そして、専門家会議が「懇談会等」に該当することは、事務局である内閣官房自身がすでに認めている(2020年5月14日中日新聞朝刊「専門家会議議事録作らず」)。しかし、記事によると、内閣官房は取材に対し、「誰が何を言ったかなどの発言者と発言内容を紐づけることまで求めていない」と回答したという。また、6月1日の記者会見で菅内閣官房長官も同様のことを述べている。
要は、議事録に記載すべき発言内容と発言者名とは、誰の発言かを記録するのではなく、出席者が誰かがわかればよいという解釈をしているようである。そのため、内閣官房の説明だと、現在公表されている専門家会議の議事概要が、ガイドラインの定める議事録に該当すると主張しているようだ。

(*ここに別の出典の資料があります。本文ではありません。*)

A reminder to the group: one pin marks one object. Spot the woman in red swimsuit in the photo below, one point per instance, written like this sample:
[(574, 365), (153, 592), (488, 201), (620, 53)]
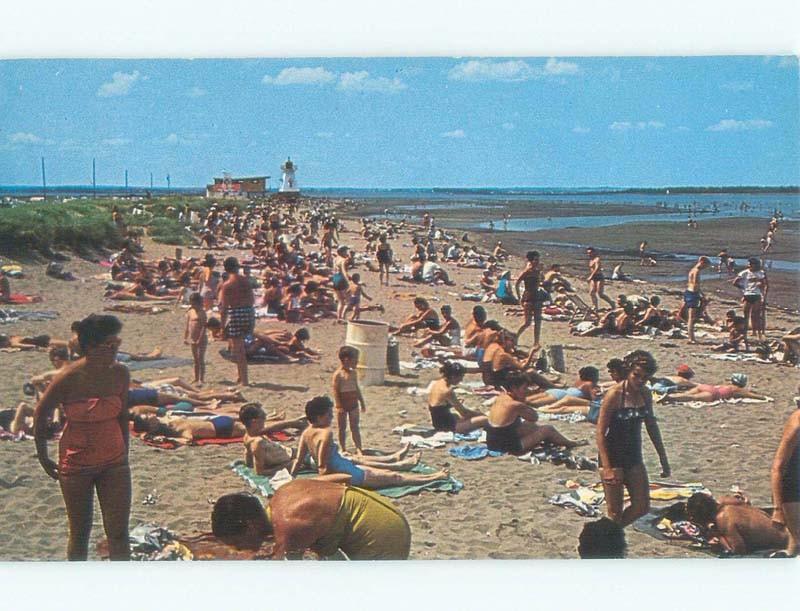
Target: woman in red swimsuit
[(93, 451)]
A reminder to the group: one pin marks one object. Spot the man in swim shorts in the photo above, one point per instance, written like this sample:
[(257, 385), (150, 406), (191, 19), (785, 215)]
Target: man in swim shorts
[(238, 315), (322, 516), (692, 299)]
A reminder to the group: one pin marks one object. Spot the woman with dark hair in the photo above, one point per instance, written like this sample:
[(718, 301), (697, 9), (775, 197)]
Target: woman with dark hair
[(442, 397), (532, 298), (93, 450), (619, 439)]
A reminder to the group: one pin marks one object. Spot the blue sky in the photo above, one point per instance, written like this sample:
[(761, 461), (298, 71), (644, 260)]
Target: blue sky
[(405, 122)]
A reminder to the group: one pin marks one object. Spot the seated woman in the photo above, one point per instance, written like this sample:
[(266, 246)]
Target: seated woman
[(442, 397), (364, 471), (506, 431), (741, 528), (323, 516), (449, 334), (423, 317), (708, 393), (264, 456), (186, 430)]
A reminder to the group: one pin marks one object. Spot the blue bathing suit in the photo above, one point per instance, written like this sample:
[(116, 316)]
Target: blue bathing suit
[(340, 464)]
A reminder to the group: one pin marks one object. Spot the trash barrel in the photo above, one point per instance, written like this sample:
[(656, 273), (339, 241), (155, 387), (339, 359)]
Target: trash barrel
[(371, 338), (393, 357)]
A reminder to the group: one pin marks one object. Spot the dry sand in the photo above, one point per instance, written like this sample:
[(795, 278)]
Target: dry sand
[(502, 512)]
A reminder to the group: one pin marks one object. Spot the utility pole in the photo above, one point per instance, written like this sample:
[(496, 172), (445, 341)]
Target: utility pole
[(44, 182)]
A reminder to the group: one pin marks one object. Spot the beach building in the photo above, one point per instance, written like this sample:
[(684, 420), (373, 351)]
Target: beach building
[(228, 186)]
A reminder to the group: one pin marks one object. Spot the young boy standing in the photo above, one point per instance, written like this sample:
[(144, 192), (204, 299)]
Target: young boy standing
[(347, 396)]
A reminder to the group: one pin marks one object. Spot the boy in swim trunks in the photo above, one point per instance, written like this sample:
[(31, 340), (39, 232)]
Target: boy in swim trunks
[(347, 397)]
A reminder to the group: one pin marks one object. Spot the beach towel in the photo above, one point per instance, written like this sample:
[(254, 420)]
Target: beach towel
[(264, 486), (9, 315), (472, 452), (167, 362), (20, 298)]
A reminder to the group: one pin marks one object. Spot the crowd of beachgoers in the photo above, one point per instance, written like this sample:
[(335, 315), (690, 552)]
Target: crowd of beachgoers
[(302, 270)]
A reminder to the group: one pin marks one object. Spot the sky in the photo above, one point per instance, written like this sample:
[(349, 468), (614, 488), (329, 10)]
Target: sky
[(405, 122)]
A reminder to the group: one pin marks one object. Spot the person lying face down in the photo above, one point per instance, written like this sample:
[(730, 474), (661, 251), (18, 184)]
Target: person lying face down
[(741, 528), (320, 516)]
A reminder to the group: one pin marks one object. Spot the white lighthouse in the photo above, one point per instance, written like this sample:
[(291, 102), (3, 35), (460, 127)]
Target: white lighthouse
[(288, 180)]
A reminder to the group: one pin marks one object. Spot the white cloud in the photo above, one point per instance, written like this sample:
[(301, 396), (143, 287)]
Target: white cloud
[(555, 66), (362, 81), (24, 138), (115, 141), (488, 70), (120, 84), (737, 86), (456, 133), (728, 125), (301, 76), (622, 126)]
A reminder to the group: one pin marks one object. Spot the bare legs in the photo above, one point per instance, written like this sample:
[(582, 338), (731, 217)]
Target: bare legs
[(639, 490), (114, 493)]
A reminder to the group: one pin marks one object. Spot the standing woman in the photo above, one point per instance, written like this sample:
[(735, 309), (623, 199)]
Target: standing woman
[(340, 280), (532, 298), (383, 253), (619, 439), (785, 479), (596, 279), (93, 450)]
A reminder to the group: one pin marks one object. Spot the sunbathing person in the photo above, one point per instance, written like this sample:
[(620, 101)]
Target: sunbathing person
[(322, 516), (709, 393), (449, 334), (442, 397), (186, 430), (741, 528), (785, 480), (365, 471), (505, 429), (423, 317)]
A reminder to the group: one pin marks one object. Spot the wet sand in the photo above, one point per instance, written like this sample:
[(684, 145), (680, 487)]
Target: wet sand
[(502, 512)]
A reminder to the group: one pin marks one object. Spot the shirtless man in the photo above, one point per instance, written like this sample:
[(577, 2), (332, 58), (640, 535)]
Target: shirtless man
[(692, 297), (741, 528), (238, 315), (264, 456)]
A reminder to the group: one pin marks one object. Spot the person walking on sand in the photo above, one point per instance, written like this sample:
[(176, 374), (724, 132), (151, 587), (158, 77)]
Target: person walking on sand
[(236, 301), (596, 278), (692, 297), (93, 449)]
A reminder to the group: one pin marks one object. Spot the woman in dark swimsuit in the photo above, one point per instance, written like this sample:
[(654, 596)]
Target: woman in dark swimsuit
[(619, 439), (532, 298), (442, 397), (505, 429), (786, 481), (596, 279)]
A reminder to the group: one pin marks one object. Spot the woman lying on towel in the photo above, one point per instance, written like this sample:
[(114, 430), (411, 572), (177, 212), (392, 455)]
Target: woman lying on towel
[(322, 516), (709, 393), (442, 397), (506, 431), (364, 471), (186, 430)]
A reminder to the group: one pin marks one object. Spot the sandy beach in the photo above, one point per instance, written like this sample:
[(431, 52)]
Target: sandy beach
[(502, 512)]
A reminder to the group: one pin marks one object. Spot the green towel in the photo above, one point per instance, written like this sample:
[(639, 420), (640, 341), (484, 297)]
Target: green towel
[(262, 485)]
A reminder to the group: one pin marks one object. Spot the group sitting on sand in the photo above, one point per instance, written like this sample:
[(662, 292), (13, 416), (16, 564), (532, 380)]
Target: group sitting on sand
[(299, 272)]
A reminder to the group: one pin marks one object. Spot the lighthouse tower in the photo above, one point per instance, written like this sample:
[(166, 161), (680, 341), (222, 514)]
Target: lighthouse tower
[(288, 180)]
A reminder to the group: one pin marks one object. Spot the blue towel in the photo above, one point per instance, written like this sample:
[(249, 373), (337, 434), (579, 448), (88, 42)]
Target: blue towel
[(473, 452)]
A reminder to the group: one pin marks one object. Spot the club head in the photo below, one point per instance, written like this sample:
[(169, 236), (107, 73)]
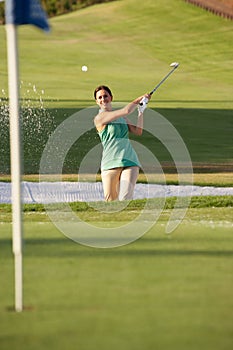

これは、ガイドラインの曲解にほかならない。ガイドラインは議事録として、発言者名と発言内容とは別に出席者を記録することも求めているからだ。出席者と発言者名をわけて書いているのだから、出席者名だけが記載されている議事概要は、議事録には当たらないことは明らかだ。
内閣官房の解釈は、自己都合で恣意的に曲解している。専門家会議の議事録をここまでルールを曲解して正当化しようとする姿勢には、内閣官房の新型コロナ対策そのものが自己都合でどうにでも曲解できるような進め方をしているのではないかという疑問を持たざるを得ない。
そして大変奇妙なのが、この曲解した解釈論は6月1日の菅官房長官会見まで開陳されなかったということだ。それまで繰り返し主張してきたのが、専門家会議が政策決定・了解を行う会議ではないので議事録作成義務がなく、ガイドラインに沿って適切に対応しているという認識だ。
これだと、議事録の作成が義務づけられている会議である専門家会議について、歴史的緊急事態に当たるとその義務がなくなってしまう。
その理由が、政策決定・了解を行わない会議だからということになるので、歴史的緊急事態と指定したことによって、政府は文書の作成義務の範囲が狭まる解釈を行い、それを実行きたことになるのだ。
繰り返しになるが、あくまでも歴史的緊急事態への指定は、通常の文書の作成義務等に上乗せして、通常は作成が義務付けられていない記録の作成を求める趣旨であって、通常から義務付けられていることをしなくてよい、というものではない。かなり本末転倒な状況になっている。